When the Hayden administration last winter forced out the knowledgeable, long-time director of Baltimore County's Arts and Sciences Commission, Lois Kahl Baldwin, arts advocates worried aloud that it could prove costly. For the Baltimore Symphony Orchestra, the bill may have just come due.
The people who run the symphony were stunned last week to learn that County Executive Roger Hayden had slashed the county's appropriation to the BSO from $490,000 to $222,000, a 55 percent cut, while county arts grants were being cut just 27 percent overall.
The symphony receives the lion's share of Baltimore County arts funding. It got one-third of county arts money this year; next year, under the proposed budget, it would receive a quarter of the total money. Yet the BSO is one of the more county-oriented of the city's cultural institutions with its Oregon Ridge summer concert series and its "tiny tots" performances for pre-schoolers at Goucher College in Towson.
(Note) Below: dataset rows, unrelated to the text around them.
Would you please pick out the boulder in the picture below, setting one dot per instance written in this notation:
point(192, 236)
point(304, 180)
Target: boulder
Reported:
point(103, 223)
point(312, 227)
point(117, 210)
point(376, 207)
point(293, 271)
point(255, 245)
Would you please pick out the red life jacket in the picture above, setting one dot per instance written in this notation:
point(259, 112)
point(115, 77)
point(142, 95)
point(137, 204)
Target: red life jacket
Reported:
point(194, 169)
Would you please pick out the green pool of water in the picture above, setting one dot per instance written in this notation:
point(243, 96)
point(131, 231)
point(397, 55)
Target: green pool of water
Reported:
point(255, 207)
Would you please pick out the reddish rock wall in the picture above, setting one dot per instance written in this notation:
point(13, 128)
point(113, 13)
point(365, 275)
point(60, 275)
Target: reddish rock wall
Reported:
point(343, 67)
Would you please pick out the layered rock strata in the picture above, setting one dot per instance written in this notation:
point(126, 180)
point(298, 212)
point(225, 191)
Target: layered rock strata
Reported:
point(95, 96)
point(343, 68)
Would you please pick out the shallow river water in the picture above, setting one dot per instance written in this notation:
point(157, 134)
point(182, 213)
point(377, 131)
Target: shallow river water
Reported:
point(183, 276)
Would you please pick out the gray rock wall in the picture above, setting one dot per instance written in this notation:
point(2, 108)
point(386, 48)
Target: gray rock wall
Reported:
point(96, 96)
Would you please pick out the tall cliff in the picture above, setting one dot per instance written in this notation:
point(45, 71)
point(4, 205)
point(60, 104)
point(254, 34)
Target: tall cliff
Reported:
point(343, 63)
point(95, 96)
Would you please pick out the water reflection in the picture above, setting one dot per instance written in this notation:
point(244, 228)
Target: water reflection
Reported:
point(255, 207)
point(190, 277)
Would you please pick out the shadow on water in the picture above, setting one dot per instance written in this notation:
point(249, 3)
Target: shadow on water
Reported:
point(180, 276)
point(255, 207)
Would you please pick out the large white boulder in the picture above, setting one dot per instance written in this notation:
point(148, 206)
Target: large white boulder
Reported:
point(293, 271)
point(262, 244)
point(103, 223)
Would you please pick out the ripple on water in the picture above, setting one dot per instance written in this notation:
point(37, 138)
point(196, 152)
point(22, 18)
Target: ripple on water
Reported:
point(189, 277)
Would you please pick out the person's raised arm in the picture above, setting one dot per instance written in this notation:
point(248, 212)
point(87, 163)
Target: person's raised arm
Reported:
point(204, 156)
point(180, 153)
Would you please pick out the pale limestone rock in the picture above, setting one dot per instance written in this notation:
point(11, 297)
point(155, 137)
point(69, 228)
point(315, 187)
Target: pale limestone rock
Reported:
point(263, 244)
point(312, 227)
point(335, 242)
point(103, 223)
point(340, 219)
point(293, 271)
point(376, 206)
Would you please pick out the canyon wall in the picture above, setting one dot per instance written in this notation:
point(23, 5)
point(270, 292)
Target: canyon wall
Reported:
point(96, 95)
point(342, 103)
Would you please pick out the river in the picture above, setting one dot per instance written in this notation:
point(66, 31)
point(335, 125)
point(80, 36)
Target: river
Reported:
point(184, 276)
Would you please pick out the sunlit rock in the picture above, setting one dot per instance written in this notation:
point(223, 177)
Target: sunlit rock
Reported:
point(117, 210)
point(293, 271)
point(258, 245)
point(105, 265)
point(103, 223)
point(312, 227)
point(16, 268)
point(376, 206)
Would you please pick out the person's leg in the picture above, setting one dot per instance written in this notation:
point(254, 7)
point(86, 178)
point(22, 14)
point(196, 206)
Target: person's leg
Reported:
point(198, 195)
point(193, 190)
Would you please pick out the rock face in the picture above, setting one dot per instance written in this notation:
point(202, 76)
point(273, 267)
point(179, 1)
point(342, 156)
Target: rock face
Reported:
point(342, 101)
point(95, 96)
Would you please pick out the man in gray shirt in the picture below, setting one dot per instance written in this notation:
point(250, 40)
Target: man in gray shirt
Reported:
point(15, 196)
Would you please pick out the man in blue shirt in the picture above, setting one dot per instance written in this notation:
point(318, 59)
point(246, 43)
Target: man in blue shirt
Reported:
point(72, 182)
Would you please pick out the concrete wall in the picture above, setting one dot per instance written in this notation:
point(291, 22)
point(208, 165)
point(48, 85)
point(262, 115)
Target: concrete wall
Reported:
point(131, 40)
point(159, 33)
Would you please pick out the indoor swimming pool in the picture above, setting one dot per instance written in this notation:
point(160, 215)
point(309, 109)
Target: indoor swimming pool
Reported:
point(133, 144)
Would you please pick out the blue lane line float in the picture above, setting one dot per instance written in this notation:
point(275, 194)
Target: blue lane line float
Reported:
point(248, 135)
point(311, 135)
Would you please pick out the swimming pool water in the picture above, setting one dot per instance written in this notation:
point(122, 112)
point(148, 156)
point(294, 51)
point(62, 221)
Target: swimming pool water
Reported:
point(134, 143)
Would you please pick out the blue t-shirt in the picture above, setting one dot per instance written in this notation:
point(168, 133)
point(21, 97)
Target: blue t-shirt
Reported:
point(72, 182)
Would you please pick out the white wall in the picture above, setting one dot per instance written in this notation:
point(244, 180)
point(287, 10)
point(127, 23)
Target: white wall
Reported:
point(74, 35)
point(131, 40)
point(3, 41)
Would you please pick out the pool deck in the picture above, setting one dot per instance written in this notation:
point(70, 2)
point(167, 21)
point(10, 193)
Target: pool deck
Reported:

The abrupt cut seemed to reflect a change in county thinking in its relationship with the BSO. The symphony people want to know, did we offend someone?
It's not that the symphony has done anything wrong. It's that the economy has badly depleted county revenues. A report on arts funding that the Baltimore Regional Council of Governments printed just last October, for example, already seems so outdated as to be of another era. It projected funding from Baltimore County for the BSO at $600,000 for the coming fiscal year.
The BSO, facing a million-dollar shortfall and concerned about the long-term effect of such fiscal pressures, is asking donors to increase their contributions. The organization is also raising ticket prices for the Oregon Ridge performances from $10 to $12, partly to offset maintenance costs at the park that the county no longer is willing to pay for.
Does this aid reduction mean there is simply a lack of county money -- or a lack of county vision? When the county council discussed arts funding recently, Chairman William A. Howard IV was most concerned that "county" programs get enough -- as if to say the symphony is strictly a city concern and need not be supported. Yet 43 percent of the BSO's subscribers reside in the county. The BSO is a regional orchestra, one that is so respected that it was used to promote the entire region on a recent overseas tour.
Mr. Hayden said he will look at "hardship cases" and reshuffle money in certain cases before the budget gets final approval. The BSO should not be penalized more than other arts groups. The symphony is a major-league institution that provides major benefits for Baltimore County residents. It is time for county officials to pay their fair share.